Oregon opened recreational marijuana shops on Saturday, joining the likes of Alaska, Washington, and Colorado:
The Oregon Liquor Control Commission announced on Friday it has approved licenses for 26 retailers around the state, meeting a key deadline almost two years after voters passed a ballot measure legalizing pot.
“It’s a pretty exciting day for the OLCC,” Steven Marks, the executive director of the commission charged with regulating recreational marijuana, said in a conference call with journalists. He said 12 recreational retailers can start operating as soon as Saturday.
The state has allowed medical marijuana since October 2015. But with these shops opening, those stores cannot sell marijuana for recreational purposes after December 31.
Right now, Oregon has 26 stores licensed to sell the drug, but they still need to tie up some loose ends.

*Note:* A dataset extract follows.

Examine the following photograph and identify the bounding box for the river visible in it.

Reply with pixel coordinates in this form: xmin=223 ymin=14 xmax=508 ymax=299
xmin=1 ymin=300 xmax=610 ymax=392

The retailers complained to the state “of a backlog in getting approvals for labels and packages and said there were only a few laboratories capable of testing to the new, more stringent standards.” Marks said they are catching up:
To remain on shelves, products produced before Oct. 1 must clearly state they were tested under the old regime and must leave stores in childproof packaging.
By allowing retailers to sell products produced before the Oct. 1 rules changes, the state will provide a smooth transition for retailers to sell existing product and for those medical dispensaries that want to transition into a recreational license, said Nathan Rix, a senior policy analyst at the commission. To date, the OLCC has approved a total of 326 licenses in the following categories: producers, processors, wholesalers, retailers and labs.